Do women really want to participate in paid work, or have they either internalized the male breadwinner model which relegates them to take care of the home and the family? What about the ‘income effect’, according to which women work only if necessary for economic reasons, and withdraw from work as soon as they don’t need to? What about the marriage penalty, that is, women dropping out of the labour force once they are married? Thus, women’s work might be a sign of economic compulsions of trying make two ends meet rather than an expression of their desire for economic independence. We explore the evidence for this in our survey. Married women are less likely to be working than unmarried women, but marriage in India is near universal (making marriage the most common career choice for women), and asking women to choose either marriage or paid work is not a fair or realistic choice. We asked women who were currently not working if they would accept paid work if it was made available at or near their homes; 73.5 per cent said ‘yes’. When questioned further, 18.7 per cent expressed a preference for regular full-time work, 7.8 per cent for regular part-time work; 67.8 per cent for occasional full-time work and 5.78 per cent for occasional parttime work. It would appear that there was indeed a major unmet demand for paid work, whether regular or occasional, full-time or part-time, as long as the work in question was compatible with their domestic responsibilities. Based on this, we suggest that being out of the labour force is less a matter of choice for large numbers of women, and more a reflection of the demands of unpaid domestic responsibilities.
Rising open unemployment
LFPRs are comprised of women working, and women seeking work or being available for work (but not currently working), that is, women in the labour force, whether employed or not. Developing countries typically have underemployment or disguised unemployment, where individuals are engaged in very low-productivity subsistence activities, and do not declare themselves openly unemployed. When jobs are few and far between, women typically withdraw from the labour force rather than declare themselves as seeking work, that is, being openly unemployed. One feature of the 2017–18 data is the staggering rise in open unemployment, which again is driven by rural women, a clear indication of the unmet demand for work.
What is the role of stigma or fear of sexual violence?

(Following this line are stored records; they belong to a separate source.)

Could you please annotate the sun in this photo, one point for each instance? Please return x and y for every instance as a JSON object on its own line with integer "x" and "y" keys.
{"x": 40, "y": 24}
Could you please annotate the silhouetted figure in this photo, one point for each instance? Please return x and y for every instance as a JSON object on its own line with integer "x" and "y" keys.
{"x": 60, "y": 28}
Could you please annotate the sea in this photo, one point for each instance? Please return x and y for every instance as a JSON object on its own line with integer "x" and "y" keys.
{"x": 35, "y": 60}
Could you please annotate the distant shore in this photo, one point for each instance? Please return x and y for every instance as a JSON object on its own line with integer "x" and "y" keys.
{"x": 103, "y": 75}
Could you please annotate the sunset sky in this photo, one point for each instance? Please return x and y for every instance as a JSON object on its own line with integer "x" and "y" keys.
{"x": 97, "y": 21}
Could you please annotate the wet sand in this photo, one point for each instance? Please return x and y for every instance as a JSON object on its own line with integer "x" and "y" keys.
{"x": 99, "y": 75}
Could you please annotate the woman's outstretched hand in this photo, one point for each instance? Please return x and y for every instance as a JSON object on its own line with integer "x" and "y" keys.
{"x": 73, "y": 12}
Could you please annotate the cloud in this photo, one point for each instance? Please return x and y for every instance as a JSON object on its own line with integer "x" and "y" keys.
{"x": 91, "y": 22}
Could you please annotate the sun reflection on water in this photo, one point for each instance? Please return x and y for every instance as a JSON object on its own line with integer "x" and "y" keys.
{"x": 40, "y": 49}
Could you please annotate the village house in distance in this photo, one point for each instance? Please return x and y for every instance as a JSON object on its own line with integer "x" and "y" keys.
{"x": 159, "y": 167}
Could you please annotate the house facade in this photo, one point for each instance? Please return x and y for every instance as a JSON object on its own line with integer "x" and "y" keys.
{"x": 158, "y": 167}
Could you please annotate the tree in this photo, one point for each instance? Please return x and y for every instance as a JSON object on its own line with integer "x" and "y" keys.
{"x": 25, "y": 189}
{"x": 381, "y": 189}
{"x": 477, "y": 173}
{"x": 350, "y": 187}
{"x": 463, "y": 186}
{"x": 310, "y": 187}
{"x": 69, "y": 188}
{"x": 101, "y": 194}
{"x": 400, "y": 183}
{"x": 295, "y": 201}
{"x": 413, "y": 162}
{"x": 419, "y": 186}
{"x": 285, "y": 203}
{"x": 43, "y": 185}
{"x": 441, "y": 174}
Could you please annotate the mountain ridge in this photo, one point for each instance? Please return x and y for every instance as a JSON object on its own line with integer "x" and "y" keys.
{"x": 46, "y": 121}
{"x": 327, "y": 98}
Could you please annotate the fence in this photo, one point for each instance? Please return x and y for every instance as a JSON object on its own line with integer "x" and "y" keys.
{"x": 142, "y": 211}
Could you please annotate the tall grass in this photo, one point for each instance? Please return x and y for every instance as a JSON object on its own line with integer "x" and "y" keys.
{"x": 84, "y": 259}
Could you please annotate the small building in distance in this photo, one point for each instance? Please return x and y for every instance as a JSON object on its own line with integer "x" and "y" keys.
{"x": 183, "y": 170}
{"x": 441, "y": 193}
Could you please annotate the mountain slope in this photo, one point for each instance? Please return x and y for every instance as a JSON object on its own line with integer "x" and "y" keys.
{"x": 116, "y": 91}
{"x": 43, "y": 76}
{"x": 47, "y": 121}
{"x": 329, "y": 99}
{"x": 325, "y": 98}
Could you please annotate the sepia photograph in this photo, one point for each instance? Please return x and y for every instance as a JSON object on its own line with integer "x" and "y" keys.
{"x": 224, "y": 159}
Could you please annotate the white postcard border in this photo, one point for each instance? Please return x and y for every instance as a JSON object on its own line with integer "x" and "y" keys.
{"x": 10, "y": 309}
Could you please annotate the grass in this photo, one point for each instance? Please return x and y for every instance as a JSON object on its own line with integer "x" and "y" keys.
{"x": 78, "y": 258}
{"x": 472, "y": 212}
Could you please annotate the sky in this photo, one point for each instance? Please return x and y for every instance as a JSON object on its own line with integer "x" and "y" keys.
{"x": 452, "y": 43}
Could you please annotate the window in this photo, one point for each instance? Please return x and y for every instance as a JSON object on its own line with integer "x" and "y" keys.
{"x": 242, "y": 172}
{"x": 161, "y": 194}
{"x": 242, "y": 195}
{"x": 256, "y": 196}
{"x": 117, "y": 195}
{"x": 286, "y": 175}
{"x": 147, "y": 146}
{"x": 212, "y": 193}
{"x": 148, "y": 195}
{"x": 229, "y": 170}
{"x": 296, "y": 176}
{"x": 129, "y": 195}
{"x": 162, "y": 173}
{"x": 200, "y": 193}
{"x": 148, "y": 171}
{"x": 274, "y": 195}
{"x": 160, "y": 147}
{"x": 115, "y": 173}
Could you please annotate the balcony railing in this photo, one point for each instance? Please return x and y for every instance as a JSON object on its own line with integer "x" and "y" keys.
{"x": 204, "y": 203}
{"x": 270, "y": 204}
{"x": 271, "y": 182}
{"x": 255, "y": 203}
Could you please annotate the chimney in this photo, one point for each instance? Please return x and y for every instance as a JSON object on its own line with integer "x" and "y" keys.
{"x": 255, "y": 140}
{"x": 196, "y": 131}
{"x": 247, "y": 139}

We have now seen that there are other components of the puzzle that need to be joined, or other dots that need to be connected, before the full picture about the low participation of women in work becomes clear. What exactly is the role of stigma in explaining low participation by women? It is hard to get a clear answer to this because we would need hard evidence of rising intolerance towards women working outside the home, which we don’t have. Also, consider this. Urban female LFPRs have always been lower than rural. If stigma is the main reason underlying this gap, then it follows that urban women have faced greater stigma than rural women. But the entire decline in LFPRs is due to rural women. Does this mean that stigma, which might be greater in urban areas, has remained roughly constant but has increased in rural areas? This doesn’t make sense. Finally, the stigma of working outside the home as a mark of low status is typically characteristic in upper-caste women; Dalit and Adivasi women have always worked outside the home in far greater proportions. But the recent decline is larger for them than their upper-caste sisters. The only set of explanations that fit all these facts is a combination of the following: (non)availability of work which is compatible with domestic responsibility, that is, either at or near home or at a location that is easy to get to. What about fear of sexual violence? Recent studies find that perceptions of violence deter women from working outside the home, in the sense that either women are less likely to work in regions with greater violence against women, or that increased reports of sexual violence reduce the probability of urban women working outside the home. Both these stories are entirely plausible: women are less likely to go to regions with high rates of public crimes against women. Yet, these results do not shed light on the persistence of the low average labour force participation of Indian women.